Big Data - Not Just a Size Issue

Today, many companies face an ever growing pool of data they need to store. Data such as logging user activity, audit feeds, marketing data, user analysis data and so forth... Whatever the case, large amounts of data are no longer the exclusive realm of the Googles and Microsofts of the world.

More and more companies realize they need to tackle the challenges raised by Big Data wether it's for the present or for the future.

The Big Data Problem

Fortunately there are plenty of tools capable of not only storing data, but also making sure that data is retrievable in a timely manner. Classic databases are still the choice of many when it comes to storing data, and they're better suited to the task than ever before. But the amount of data is not the whole issue – though it is a big part of it – the problem is a bit more complex than that...

The main aspects of the Big Data problem are:

  • Size
  • Speed
  • Diversity

Size

Anyone can relate to the size issue: the sheer amount of data is still something that requires attentive management. Just 'winging it' is simply not an option and chances are that trying to deal with large amounts of data when problems already arose, is just too costly. Instead, it is something you need to plan for. That does not mean you should immediately invest in expensive tools if you don't need them, but it certainly doesn't hurt to think ahead: how can I implement these tools later on?

Speed

How many people would use Spotify if it took 5 minutes of buffering before you could listen to a track? Products and services today are faced with the challenge of retrieving their data in a timely manner (and usually, the quicker the better!). But it's not only applicable to users of a product. Companies can use their data to make certain decisions and if it takes a long time to gather all the data this can become a tedious task. Therefore, data should be (made) available as fast as possible for most types of data.

Diversity

Remember the time when anything you could possibly want to store could be easily modeled in a hierarchical manner and stored in rows with foreign key columns describing their interdependencies? No? Neither do I...

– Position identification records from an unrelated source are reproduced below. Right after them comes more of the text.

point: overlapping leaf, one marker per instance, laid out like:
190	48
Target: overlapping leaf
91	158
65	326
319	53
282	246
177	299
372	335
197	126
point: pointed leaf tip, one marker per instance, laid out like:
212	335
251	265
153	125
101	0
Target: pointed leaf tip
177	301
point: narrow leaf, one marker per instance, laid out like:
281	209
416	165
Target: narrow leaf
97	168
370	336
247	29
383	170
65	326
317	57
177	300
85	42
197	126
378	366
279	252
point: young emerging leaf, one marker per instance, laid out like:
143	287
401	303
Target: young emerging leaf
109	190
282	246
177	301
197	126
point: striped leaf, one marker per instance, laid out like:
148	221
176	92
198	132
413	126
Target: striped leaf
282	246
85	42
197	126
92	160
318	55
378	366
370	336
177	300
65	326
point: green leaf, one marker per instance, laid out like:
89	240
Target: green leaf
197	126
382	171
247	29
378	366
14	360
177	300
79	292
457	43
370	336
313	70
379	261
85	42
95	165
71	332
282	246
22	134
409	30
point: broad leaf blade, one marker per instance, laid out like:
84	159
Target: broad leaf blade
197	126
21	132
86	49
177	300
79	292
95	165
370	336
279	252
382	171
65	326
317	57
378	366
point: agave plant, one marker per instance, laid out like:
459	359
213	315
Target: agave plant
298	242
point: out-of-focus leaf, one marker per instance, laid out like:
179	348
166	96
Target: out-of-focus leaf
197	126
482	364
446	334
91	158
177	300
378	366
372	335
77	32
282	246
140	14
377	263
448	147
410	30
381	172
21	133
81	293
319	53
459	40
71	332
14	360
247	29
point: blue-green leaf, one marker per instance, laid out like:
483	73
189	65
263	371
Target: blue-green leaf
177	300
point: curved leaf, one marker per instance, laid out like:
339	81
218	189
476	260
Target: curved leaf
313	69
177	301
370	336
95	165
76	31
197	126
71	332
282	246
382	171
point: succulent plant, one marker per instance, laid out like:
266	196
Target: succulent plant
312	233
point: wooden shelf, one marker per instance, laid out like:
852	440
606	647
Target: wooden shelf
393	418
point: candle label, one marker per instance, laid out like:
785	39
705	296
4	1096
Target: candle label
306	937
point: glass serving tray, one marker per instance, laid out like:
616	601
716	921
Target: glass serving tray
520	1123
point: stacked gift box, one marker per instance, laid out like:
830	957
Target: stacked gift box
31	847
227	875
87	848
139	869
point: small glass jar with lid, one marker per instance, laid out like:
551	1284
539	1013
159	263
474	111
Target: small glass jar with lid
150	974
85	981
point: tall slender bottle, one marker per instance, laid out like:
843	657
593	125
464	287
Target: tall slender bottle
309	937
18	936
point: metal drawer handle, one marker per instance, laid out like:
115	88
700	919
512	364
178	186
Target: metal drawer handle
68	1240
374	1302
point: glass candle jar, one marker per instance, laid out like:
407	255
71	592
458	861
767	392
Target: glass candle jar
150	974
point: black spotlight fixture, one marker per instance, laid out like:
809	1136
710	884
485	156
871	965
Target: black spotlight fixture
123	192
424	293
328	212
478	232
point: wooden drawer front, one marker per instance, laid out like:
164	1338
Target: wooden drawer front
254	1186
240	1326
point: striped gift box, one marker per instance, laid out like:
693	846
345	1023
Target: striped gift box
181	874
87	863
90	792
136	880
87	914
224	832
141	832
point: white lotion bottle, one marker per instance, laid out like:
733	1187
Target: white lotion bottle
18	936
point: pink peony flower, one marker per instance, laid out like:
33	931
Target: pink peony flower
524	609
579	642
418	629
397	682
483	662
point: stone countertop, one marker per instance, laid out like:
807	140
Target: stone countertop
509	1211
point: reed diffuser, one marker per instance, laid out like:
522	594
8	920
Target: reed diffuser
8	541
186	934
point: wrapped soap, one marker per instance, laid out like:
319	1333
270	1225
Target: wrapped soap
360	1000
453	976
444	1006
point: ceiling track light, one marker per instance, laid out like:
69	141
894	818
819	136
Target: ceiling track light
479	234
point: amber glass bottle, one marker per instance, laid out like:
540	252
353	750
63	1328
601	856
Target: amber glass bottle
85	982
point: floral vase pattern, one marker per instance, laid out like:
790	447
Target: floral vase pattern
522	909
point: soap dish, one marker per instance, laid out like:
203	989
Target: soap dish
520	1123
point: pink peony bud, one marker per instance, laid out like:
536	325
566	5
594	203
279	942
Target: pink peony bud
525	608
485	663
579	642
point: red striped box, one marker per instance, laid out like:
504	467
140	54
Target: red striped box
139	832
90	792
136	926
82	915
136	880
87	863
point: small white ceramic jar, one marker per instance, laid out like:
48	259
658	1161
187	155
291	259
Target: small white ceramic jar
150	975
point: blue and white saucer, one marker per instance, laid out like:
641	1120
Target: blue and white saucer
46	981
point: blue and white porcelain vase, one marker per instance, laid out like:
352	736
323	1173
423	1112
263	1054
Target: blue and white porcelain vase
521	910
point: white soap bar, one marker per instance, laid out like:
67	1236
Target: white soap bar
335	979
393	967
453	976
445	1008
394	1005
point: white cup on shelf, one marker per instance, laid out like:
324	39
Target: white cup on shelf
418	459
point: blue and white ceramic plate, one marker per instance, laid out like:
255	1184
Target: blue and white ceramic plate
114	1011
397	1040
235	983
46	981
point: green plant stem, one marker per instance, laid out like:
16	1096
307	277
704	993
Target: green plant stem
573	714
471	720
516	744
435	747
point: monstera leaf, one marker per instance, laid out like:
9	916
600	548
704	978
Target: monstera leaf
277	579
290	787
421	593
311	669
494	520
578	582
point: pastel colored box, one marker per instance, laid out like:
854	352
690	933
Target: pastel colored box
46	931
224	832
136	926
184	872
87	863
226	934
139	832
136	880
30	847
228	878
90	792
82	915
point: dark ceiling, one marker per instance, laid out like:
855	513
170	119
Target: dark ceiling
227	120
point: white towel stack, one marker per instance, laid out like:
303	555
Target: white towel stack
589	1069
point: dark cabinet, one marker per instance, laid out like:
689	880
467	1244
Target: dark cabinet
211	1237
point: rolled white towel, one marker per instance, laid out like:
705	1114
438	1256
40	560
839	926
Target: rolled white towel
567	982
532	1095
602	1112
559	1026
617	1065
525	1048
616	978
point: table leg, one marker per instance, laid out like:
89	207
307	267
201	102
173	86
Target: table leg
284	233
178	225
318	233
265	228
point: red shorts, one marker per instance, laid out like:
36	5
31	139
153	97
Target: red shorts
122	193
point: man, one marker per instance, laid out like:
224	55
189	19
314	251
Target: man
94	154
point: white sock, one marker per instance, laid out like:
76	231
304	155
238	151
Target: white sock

More and more companies / products embrace the fact that there are very different kinds of data out there and that their different characteristics may require different kinds of storage and retrieval methods. It's important to take this into consideration.

Big Data Solutions

With more products using the SaaS model (software as a service), software today is more available, to a larger audience, than ever before. That means that if your new software product becomes successful, you could very well end up having to cope with very large amounts of data, very fast.

Thankfully, there are already quite a few tools available to tackle Big Data problems. They range from open source free products like Hadoop, MongoDB and ElasticSearch to closed source commercial products like GigaSpaces XAP, Coherence and JBoss Data Grid, just to name a few.

In short, Big Data is everything the name suggests and more. It is about very different types of data that should be accessible as fast as possible, as well as the sheer quantities of it. The fact that more and more companies are being challenged with Big Data issues means there are a wealth of tools that can provide solutions for your own particular situation.

So think ahead, determine your requirements and see how you can avoid the Big Data problems!